Overview:-
- Northern lights is a common name for the Aurora Borealis (Polar Aurorae) in the Northern Hemisphere.
- An aurora, sometimes referred to as a polar light or northern light, is a natural light display in the sky, predominantly seen in the high latitude (Arctic and Antarctic) regions. Auroras are produced when the magnetosphere is sufficiently disturbed by the solar wind that the trajectories of charged particles in both solar wind and magnetospheric plasma, mainly in the form of electrons and protons, precipitate them into the upper atmosphere (thermosphere/exosphere), where their energy is lost.
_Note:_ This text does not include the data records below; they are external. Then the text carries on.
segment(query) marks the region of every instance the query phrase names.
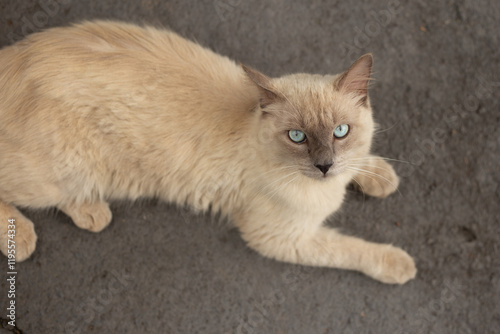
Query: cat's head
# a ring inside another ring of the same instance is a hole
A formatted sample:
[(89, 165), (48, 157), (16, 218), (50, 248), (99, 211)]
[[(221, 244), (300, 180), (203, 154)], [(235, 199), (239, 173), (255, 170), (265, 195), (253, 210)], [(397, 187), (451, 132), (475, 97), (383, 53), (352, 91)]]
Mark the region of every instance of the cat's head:
[(367, 54), (337, 76), (280, 78), (243, 67), (260, 92), (256, 135), (273, 165), (318, 180), (356, 168), (374, 131), (368, 99), (372, 63)]

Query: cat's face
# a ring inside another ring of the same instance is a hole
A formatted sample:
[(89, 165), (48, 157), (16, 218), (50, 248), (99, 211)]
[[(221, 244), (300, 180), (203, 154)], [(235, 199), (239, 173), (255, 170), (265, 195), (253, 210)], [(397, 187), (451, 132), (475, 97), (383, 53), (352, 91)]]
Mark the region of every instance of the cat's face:
[(272, 92), (261, 100), (259, 132), (275, 165), (319, 180), (357, 168), (370, 150), (374, 123), (363, 86), (369, 69), (362, 69), (364, 83), (342, 87), (342, 80), (359, 80), (359, 73), (349, 78), (352, 68), (337, 78), (295, 74), (270, 79)]

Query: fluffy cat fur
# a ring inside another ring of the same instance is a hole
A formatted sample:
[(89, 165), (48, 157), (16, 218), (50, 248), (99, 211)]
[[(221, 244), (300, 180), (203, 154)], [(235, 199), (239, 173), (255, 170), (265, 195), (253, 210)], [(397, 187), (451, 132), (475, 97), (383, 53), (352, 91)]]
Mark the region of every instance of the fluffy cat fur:
[[(37, 236), (16, 207), (57, 207), (83, 229), (111, 222), (108, 200), (158, 197), (227, 216), (264, 256), (415, 277), (400, 248), (323, 225), (354, 180), (385, 197), (398, 178), (370, 155), (372, 56), (336, 76), (269, 78), (165, 30), (86, 22), (0, 51), (0, 249)], [(342, 139), (340, 124), (350, 126)], [(290, 140), (303, 131), (306, 142)], [(317, 166), (332, 165), (324, 173)]]

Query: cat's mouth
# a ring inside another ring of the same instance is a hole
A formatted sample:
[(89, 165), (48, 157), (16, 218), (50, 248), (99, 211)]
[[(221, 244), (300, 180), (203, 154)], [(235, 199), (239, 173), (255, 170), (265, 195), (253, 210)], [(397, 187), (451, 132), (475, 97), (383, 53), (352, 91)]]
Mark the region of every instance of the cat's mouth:
[(328, 180), (332, 177), (342, 174), (345, 171), (345, 169), (346, 169), (345, 166), (334, 164), (328, 169), (326, 173), (324, 173), (317, 167), (312, 166), (312, 168), (307, 168), (302, 170), (302, 174), (315, 180)]

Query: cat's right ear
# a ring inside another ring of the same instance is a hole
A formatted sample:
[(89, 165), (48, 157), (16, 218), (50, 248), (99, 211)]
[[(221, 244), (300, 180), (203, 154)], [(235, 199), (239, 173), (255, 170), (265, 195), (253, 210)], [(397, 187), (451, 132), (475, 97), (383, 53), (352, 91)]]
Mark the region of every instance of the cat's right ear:
[(347, 71), (338, 77), (335, 82), (336, 88), (346, 93), (354, 93), (359, 97), (359, 103), (366, 105), (372, 66), (373, 56), (371, 53), (361, 56)]
[(257, 85), (260, 91), (260, 107), (265, 108), (278, 99), (278, 94), (273, 91), (271, 79), (250, 67), (240, 64), (247, 77)]

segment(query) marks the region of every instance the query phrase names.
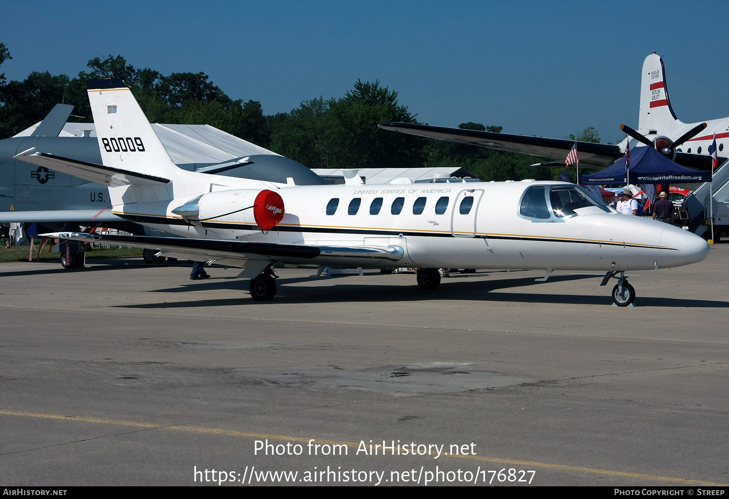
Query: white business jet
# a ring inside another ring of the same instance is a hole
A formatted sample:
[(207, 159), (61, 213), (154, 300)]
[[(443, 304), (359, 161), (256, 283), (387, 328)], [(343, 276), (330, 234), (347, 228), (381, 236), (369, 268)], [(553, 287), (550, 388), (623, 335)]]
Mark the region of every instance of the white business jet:
[[(417, 123), (382, 123), (380, 128), (489, 149), (552, 158), (561, 164), (564, 164), (564, 158), (574, 144), (574, 140), (564, 139), (497, 134)], [(712, 168), (709, 146), (714, 140), (714, 134), (719, 150), (719, 164), (727, 159), (723, 151), (724, 142), (729, 142), (729, 117), (695, 123), (680, 121), (668, 100), (663, 61), (655, 52), (643, 62), (638, 130), (625, 125), (620, 125), (620, 129), (630, 136), (617, 145), (578, 142), (580, 166), (605, 168), (622, 158), (628, 144), (632, 149), (642, 143), (655, 147), (668, 159), (679, 164), (709, 170)], [(729, 144), (727, 145), (729, 146)]]
[(109, 187), (113, 212), (183, 238), (55, 233), (52, 237), (156, 248), (160, 255), (243, 267), (254, 299), (276, 293), (277, 263), (333, 267), (416, 267), (425, 290), (439, 268), (583, 269), (617, 279), (625, 271), (703, 260), (701, 238), (611, 211), (581, 187), (554, 182), (296, 186), (182, 170), (170, 160), (129, 88), (90, 82), (104, 165), (34, 149), (23, 160)]

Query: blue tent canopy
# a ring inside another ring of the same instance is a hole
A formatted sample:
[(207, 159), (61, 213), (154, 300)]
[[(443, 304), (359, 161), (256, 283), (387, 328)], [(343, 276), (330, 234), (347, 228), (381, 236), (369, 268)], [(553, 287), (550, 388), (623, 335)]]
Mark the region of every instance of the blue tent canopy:
[(692, 170), (674, 163), (654, 148), (634, 147), (631, 150), (630, 178), (625, 176), (625, 158), (623, 156), (604, 170), (589, 175), (580, 175), (580, 183), (620, 184), (628, 179), (632, 184), (673, 184), (689, 182), (709, 182), (709, 170)]

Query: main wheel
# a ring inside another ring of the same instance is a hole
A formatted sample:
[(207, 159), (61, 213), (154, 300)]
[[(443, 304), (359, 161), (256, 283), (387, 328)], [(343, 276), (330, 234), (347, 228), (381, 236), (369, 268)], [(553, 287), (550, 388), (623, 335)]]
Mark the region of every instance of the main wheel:
[(66, 259), (66, 252), (61, 253), (61, 265), (63, 268), (78, 268), (84, 263), (83, 253), (69, 253), (69, 258)]
[(434, 290), (440, 285), (440, 273), (437, 268), (418, 269), (418, 285), (421, 290)]
[(165, 261), (165, 257), (155, 256), (160, 252), (157, 250), (145, 250), (141, 258), (144, 259), (146, 263), (162, 263)]
[(251, 279), (249, 290), (256, 301), (270, 301), (276, 295), (276, 281), (268, 274), (260, 274)]
[(617, 306), (628, 306), (636, 299), (636, 290), (631, 286), (628, 281), (623, 282), (623, 293), (617, 285), (612, 288), (612, 301)]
- The resulting ionization and excitation of atmospheric constituents emits light of varying colour and complexity. The form of the aurora, occurring within bands around both polar regions, is also dependent on the amount of acceleration imparted to the precipitating particles. Precipitating protons generally produce optical emissions as incident hydrogen atoms after gaining electrons from the atmosphere. Proton auroras are usually observed at lower latitudes.
Occurrence of terrestrial auroras
- Most auroras occur in a band known as the auroral zone, which is typically 3° to 6° wide in latitude and between 10° and 20° from the geomagnetic poles at all local times (or longitudes), most clearly seen at night against a dark sky. A region that currently displays an aurora is called the auroral oval, a band displaced towards the nightside of the Earth. Early evidence for a geomagnetic connection comes from the statistics of auroral observations. Elias Loomis (1860), and later Hermann Fritz (1881) and S. Tromholt (1882) in more detail, established that the aurora appeared mainly in the auroral zone. Day-to-day positions of the auroral ovals are posted on the internet.
- In northern latitudes, the effect is known as the Aurora Borealis or the Northern Lights. The former term was coined by Galileo in 1619, from the Roman goddess of the dawn and the Greek name for the north wind. The southern counterpart, the Aurora Australis or the Southern Lights, has features that are almost identical to the Aurora Borealis and changes simultaneously with changes in the northern auroral zone. The Aurora Australis is visible from high southern latitudes in Antarctica, Chile, Argentina, New Zealand, and Australia.
- A geomagnetic storm causes the auroral ovals (north and south) to expand, and bring the aurora to lower latitudes. It was hardly ever seen near the geographic pole, which is about 2000 km away from the magnetic pole. The instantaneous distribution of auroras (“auroral oval”) is slightly different, being centered about 3–5 degrees nightward of the magnetic pole, so that auroral arcs reach furthest toward the equator when the magnetic pole in question is in between the observer and the Sun. The aurora can be seen best at this time, which is called magnetic midnight.
- Auroras seen within the auroral oval may be directly overhead, but from farther away they illuminate the poleward horizon as a greenish glow, or sometimes a faint red, as if the Sun were rising from an unusual direction. Auroras also occur poleward of the auroral zone as either diffuse patches or arcs, which can be sub-visual.
Images
Images- The altitudes where auroral emissions occur were revealed by Carl Størmer and his colleagues who used cameras to triangulate more than 12,000 auroras. They discovered that most of the light is produced between 90 and 150 km above the ground, while extending at times to more than 1000 km. Images of auroras are significantly more common today than in the past due to the increase in use of digital cameras that have high enough sensitivities. Film and digital exposure to auroral displays is fraught with difficulties. Due to the different color spectrum present, and the temporal changes occurring during the exposure, the results are somewhat unpredictable. Different layers of the film emulsion respond differently to lower light levels, and choice of film can be very important. Longer exposures superimpose rapidly changing features, and often blanket the dynamic attribute of a display. Higher sensitivity creates issues with graininess.
- David Malin pioneered multiple exposure using multiple filters for astronomical photography, recombining the images in the laboratory to recreate the visual display more accurately. For scientific research, proxies are often used, such as ultra-violet, and color-correction to simulate the appearance to humans. Predictive techniques are also used, to indicate the extent of the display, a highly useful tool for aurora hunters. Terrestrial features often find their way into aurora images, making them more accessible and more likely to be published by major websites. It is possible to take excellent images with standard film (using ISO ratings between 100 and 400) and a single-lens reflex camera with full aperture, a fast lens (f1.4 50 mm, for example), and exposures between 10 and 30 seconds, depending on the aurora’s brightness.